You would also expect that 3 / 4 in integer math gives you 1. With integer
division, however, 3 / 4 == 0. By definition the decimal point separates an
integer from a fractional part, so the behaviors are inextricably linked.
To test this out in practice, I asked the first person with no programming
experience I just encountered today.

I said: "Let me teach you one fact about integers in a programming
language. When two integers are divided, the integer result has the
fractional part discarded; for example, 3/4 computes to 0. What would you
expect to be the result of converting 0.75 to an integer?"

He answered immediately: "I would have expected that 3/4 gives you 1, but
since 3/4 gives you 0, I'd expect 0.75 to convert to 0."


so I think it's reasonable that Swift should be clear. While it is
> reflected in the documentation, a good choice of label would allow it to be
> explicit at the point of use, without requiring a look up each time there
> is uncertainty.
>
> func init(truncating:Float) { … }
>>
>
> Again, this particular naming suggestion has been discussed as part of the
> review of integer protocols and not adopted. The rationale was that the
> term "truncating" is intended to be left for bit patterns only. The term in
> Swift is exclusively "rounded toward zero."
>
>
> As I understand it truncation is a term of art from C at least (rounding
> toward zero is the trunc function I believe?), it also makes sense given
> that what's happening is that the fractional part is being discarded,
> regardless of how how high it may be. init(roundTowardZero:Float) seems
> like it would be very unwieldy by comparison just because truncating is
> arbitrarily reserved for bit operations.
>
> Also, when it comes down to it, discarding the fractional part of a float
> *is* a bit-pattern operation of a sort,
>

Discarding the fractional part of a floating point value is a bit pattern
operation only in the sense that any operation on any data is a bit pattern
operation.

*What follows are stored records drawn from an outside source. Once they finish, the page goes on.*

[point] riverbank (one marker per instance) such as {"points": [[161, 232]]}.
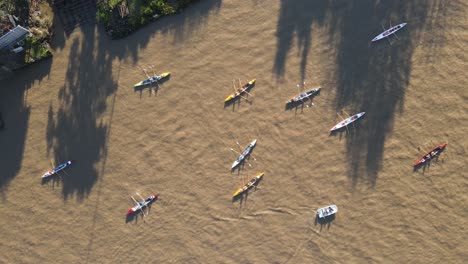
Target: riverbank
{"points": [[34, 17], [122, 17]]}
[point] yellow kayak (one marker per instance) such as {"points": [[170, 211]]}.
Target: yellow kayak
{"points": [[240, 91], [153, 79], [249, 185]]}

It is clearly not, however, an operation truncating a bit
pattern.

as the conversion is simplistically taking the significand, dropping it
> into an Int then shifting by the exponent.
>

That's not correct. If you shift the significand or the significand bit
pattern of pi by its exponent, you don't get 3.


> func init(rounding:Float, _ strategy: FloatingPointRoundingRule) { … }
>>
>
> Again, here, as an addition to the API, this fails the six criteria of Ben
> Cohen, as it is strictly duplicative of `T(value.rounded(strategy))`.
>
>
> Maybe, but init(rounding:) is explicit that something is being done to the
> value, at which point there's no obvious harm in clarifying what (or
> allowing full freedom). While avoiding redundancy is good as a general
> rule, it doesn't mean there can't be any at all if there's some benefit to
> it; in this case clarity of exactly what kind of rounding is taking place
> to the Float/Double value.
>

The bar for adding new API to the standard library is *far* higher than
"some benefit"; `Int(value.rounded(.up))` is the approved spelling for
which you are proposing a second spelling that does the same thing.